Wow - that sounds like a great time. Your track is going to be a ton of fun, it's not too hard to predict. And your buildings are beautiful. A little rough?? That's crazy talk! 

Beautiful pics, too. I love that part of the country. This pic was snapped in that general area before a small Thanksgiving footrace. 










The kids' clothes bear some not too subtle hints of the exact location. The 3 blond kids are my little slot racers. 

Keep up the good work.
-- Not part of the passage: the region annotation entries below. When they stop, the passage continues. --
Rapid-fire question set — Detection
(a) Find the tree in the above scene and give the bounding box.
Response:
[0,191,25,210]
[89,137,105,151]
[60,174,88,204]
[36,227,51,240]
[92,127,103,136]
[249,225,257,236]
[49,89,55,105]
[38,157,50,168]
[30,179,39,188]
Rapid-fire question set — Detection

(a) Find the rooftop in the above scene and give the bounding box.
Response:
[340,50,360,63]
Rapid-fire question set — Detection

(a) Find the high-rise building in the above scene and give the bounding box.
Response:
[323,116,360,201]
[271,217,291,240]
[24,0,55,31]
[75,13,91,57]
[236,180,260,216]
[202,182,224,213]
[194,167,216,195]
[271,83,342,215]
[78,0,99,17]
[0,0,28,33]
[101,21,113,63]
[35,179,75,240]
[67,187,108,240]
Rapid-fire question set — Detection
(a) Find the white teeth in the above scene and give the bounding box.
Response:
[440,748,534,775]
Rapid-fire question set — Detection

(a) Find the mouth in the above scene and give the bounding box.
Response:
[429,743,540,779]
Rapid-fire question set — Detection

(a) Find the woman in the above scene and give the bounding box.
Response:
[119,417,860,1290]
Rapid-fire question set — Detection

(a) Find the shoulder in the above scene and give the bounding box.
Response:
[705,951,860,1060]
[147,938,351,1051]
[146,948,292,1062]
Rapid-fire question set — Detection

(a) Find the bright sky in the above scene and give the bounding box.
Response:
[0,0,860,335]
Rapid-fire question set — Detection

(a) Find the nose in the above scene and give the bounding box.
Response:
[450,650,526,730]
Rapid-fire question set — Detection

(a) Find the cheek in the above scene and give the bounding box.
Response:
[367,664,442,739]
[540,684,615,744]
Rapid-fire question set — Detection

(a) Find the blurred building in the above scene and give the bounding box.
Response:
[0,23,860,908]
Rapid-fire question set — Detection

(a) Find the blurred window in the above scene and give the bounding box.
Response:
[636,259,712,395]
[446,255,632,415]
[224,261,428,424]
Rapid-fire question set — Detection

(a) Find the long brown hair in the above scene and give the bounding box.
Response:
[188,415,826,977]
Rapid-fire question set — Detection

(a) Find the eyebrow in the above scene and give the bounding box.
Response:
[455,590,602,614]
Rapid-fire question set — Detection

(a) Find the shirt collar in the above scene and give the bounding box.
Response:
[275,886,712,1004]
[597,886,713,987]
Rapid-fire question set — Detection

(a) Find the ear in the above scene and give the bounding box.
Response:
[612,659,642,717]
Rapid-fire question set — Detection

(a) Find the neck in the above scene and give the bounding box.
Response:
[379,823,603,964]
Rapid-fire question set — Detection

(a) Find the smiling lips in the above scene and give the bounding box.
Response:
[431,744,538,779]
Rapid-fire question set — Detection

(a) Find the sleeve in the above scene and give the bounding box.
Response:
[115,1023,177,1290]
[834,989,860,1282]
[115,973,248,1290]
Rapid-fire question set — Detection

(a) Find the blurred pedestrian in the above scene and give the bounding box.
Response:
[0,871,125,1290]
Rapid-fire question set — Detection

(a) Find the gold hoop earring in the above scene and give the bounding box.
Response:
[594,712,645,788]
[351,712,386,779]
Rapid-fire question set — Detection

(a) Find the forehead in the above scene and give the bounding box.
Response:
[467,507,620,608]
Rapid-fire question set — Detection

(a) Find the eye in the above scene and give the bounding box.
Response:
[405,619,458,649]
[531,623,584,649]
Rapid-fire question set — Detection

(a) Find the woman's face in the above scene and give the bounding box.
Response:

Thanks for sharing!


----------



## Joe65SkylarkGS (Feb 15, 2010)

The buildings are sweet!!! Primitave my a$$!!

But I have to ask, how in the world did she make the cows!?!?!?:freak:


----------



## Bill Hall (Jan 6, 2007)

Take a good look at the coupola on the barn...that's real copper!


----------



## joegri (Feb 13, 2008)

jerry great trak/build! the bridgeloop should make for some nice controlled fishtails.kinda cool to have a bud help ya get started too!hey man i only hope you got everything out of that closet.after racin and eatin i hope ya took that green car for a ride.jerry everybody is jazzed for ya,now keep going. and post pics(everybody likes pics)enjoy my man enjoy.


----------



## slotnewbie69 (Dec 3, 2008)

right on jerry!nice to see ya back at it!thanks Bill for some awesome pics!looks like y'all had a great time!and kudos to the missus jerry,those are some great looking buildings!i can almost smell the bbq from here,lol!:wave:


----------



## Tycoarm (Jan 7, 2006)

Nice start on the track and yeah kudos to the wife on the buildings.:thumbsup:


----------



## Hilltop Raceway (Feb 12, 2006)

Bill Hall said:


>


Ok, I see a green...Wait, is this not another photo contest??? Must be a joy to wake and see that view everyday!!! Glad to see you getting energized and back to business...Have fun with the track building. Looks like you got some great help!!! RM


----------



## NTxSlotCars (May 27, 2008)

DUDE, what is that sticking up outta the water????!!!!
It's like a head with horns on top??? See it?????

IT"S THE SLOTNESS MONSTER !!!!!!!!!!!!!!!!!!!


----------



## resinmonger (Mar 5, 2008)

NTxSlotCars said:


> DUDE, what is that sticking up outta the water????!!!!
> It's like a head with horns on top??? See it?????
> 
> IT"S THE SLOTNESS MONSTER !!!!!!!!!!!!!!!!!!!


Dang it Rich! I wish I'd thought of that! Nice one... :thumbsup: :freak:


----------